Our next stop was Fujikyu Highland, which made me sure of some adventures awaiting us. There were a plethora of rides to enjoy. I loved the water rides which made us completely wet. The roller coaster rides especially, were not meant for the faint-hearted (such as me), as these required an adventurous streak with an equally strong heart and mind

For me, the best and most enjoyable part was the Hippo vehicle (a bus) which took us along the greens for about 20 mins, before jumping into Yamanaka Lake. Now, that was a thrilling experience

Post the thrills, it was time to calm down and introspect on life. At the Buddhist Zen Temple (15th Century) in Fuji Stupa Peace Park, the reticent milieu ensures internal reflection, which is in present scenario we seemed to have lost track of. At the temple, meditation is done in Zazen position (lotus position), wherein the priest may hit you with a bamboo stick on your shoulder, lest you lose your concentration. It was nice to see life so closely and to witness the Japanese culture so closely

Having slowed the pace of life, it was time for some traditional ceremonial indulgence at the Hyogetsu-tie
teahouse, in the Shizuoka prefecture. In Japan, a cup of green tea preparation and consumption is an elaborate affair. Shizuoka prefecture is a treasure for powdered green tea, locally called “Macha”. The sacred ceremony involves – the chadogu, the vajra asana style seating where the entire tea making procedure is dealt with grace & respect
“Ms Fukatsu Fumiko, performed the tea making ceremony. We had a short conversation with her. She told us, it
has been practising the art of tea making since she was a teen and even today, after some 60 years also she says she is yet to attain perfection. Well, that speaks volumes for a tradition far steeped in the history and tradition. Every deliberate movement, be it the pouring of water in the boiler or simply stirring the tea with a bamboo, has a serenity that exudes grace. Watching her perform the ritual was appealing and enlightening. The culmination of the ceremony was an acknowledgement of the sacred offering and consuming the tea whilst sitting upright with feet tucked under hips -vajrasana in the yogic term

Post the tea making ceremony, we had some fun by dressing into their local attire and the entire place was lush green. The view was outstanding.



Another interesting observation that I came across was that almost everyone in Japan looked fit as a fiddle. This persay has a lot to do with the diet rich in proteins- sushi, sashimi, tuna, salmon; which are made with minimal use of salt and oil. The food is light on the stomach as well as, on the digestive system. The rice wine called “Sake” is an integral part of their staple food to flush down the toxins.
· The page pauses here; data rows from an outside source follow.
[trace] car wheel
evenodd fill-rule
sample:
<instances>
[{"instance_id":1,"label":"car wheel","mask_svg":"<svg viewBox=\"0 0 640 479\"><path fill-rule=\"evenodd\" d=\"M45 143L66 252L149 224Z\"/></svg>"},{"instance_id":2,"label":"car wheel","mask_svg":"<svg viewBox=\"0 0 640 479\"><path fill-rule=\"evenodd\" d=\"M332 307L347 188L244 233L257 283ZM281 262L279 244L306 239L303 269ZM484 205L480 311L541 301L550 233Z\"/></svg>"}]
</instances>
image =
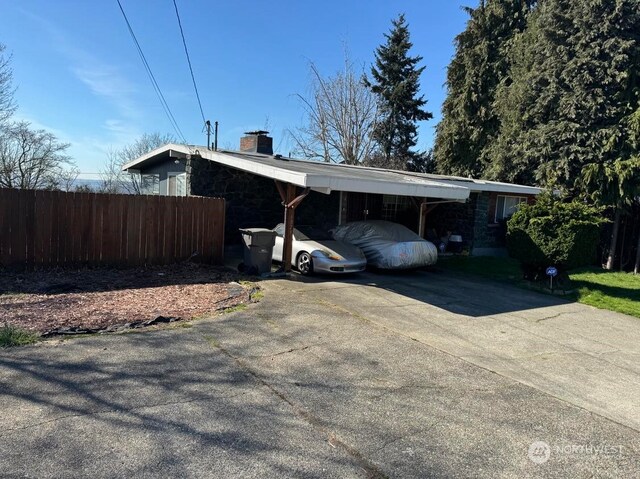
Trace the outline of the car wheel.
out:
<instances>
[{"instance_id":1,"label":"car wheel","mask_svg":"<svg viewBox=\"0 0 640 479\"><path fill-rule=\"evenodd\" d=\"M298 271L300 274L311 274L313 273L313 260L311 259L311 255L306 251L303 251L298 255L298 261L296 262L298 266Z\"/></svg>"}]
</instances>

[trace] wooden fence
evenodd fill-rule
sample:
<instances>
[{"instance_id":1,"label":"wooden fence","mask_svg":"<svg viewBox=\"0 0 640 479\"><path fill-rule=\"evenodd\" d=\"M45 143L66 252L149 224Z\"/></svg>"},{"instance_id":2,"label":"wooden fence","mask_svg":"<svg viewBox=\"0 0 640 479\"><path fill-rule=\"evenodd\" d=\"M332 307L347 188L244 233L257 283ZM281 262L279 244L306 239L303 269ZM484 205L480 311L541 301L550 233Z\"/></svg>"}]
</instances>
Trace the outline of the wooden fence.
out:
<instances>
[{"instance_id":1,"label":"wooden fence","mask_svg":"<svg viewBox=\"0 0 640 479\"><path fill-rule=\"evenodd\" d=\"M220 264L224 200L0 188L0 265Z\"/></svg>"}]
</instances>

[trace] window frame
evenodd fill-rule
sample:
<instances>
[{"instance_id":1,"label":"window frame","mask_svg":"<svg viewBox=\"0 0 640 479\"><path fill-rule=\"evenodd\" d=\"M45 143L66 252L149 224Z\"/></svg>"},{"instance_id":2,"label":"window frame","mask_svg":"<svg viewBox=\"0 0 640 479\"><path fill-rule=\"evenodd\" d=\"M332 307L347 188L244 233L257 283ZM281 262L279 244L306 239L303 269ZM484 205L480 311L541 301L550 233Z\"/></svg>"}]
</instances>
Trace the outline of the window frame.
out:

While I did enjoy the Japanese cuisine, but the Indian in me was missing the Indian food. To my surprise, this wish came true as the Indian restaurants around pampered my taste buds to some lip-smacking Sambar, Rajma Chawal & Gajar ka Halwa.
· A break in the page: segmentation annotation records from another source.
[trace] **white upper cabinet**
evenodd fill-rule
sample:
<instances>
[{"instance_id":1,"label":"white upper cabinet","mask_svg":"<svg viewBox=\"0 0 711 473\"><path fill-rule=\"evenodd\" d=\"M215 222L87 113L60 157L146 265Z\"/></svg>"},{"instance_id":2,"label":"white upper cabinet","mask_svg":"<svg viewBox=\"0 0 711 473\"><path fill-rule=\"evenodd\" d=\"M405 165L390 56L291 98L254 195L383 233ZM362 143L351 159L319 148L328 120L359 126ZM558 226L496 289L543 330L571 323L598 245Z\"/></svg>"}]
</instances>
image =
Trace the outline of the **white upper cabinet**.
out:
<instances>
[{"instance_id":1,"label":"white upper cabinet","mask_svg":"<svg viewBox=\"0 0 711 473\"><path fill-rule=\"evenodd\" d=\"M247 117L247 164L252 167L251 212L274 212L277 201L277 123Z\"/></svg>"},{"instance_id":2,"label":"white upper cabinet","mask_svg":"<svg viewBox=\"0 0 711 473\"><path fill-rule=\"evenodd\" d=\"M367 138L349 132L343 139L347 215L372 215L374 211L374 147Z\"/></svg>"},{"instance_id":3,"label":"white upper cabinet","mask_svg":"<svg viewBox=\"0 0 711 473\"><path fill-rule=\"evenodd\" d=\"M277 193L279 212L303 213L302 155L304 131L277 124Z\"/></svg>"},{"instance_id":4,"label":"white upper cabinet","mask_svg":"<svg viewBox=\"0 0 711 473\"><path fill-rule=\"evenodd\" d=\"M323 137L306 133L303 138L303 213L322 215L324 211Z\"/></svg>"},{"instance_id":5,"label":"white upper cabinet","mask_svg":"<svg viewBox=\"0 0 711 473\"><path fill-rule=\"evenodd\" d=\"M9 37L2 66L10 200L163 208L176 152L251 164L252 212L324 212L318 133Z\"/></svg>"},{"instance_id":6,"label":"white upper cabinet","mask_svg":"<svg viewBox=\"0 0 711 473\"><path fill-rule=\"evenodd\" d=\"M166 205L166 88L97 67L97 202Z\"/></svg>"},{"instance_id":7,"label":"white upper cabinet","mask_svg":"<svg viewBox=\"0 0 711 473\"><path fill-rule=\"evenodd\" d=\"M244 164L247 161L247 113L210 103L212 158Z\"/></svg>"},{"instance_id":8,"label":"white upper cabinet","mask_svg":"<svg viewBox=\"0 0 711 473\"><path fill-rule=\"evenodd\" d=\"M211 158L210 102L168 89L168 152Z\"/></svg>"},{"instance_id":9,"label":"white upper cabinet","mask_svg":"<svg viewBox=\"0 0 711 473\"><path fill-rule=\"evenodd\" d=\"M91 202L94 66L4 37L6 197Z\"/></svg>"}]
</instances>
For Japanese food, one should try the meals at “K.House” too. They have a chain of 40 restaurants across Japan. For Japanese food lovers, in India, a surprise with the name  “Fuji Restaurant” has opened in Delhi & 2 more in Kolkatta. They are likely to come up with a few more restaurants soon in India.



I personally feel my experience dealing with the locals of Japan was fantastic. They are very friendly and courteous people who will always help you with a smile on their face. The young generation of Japan speaks English if not fully but partially which definitely helped us.I befriended with some of the locals who were very charming. My best moment staying in Japan was to doll up in their local dress and I got such opportunity twice which I did not miss even once. I was very happy to dress up and get pictures clicked.
Like every good thing comes to an end. My fun & frolic trip to the Land of the Rising Sun also came to an end. I shall always remain bright & high about this trip in my memory.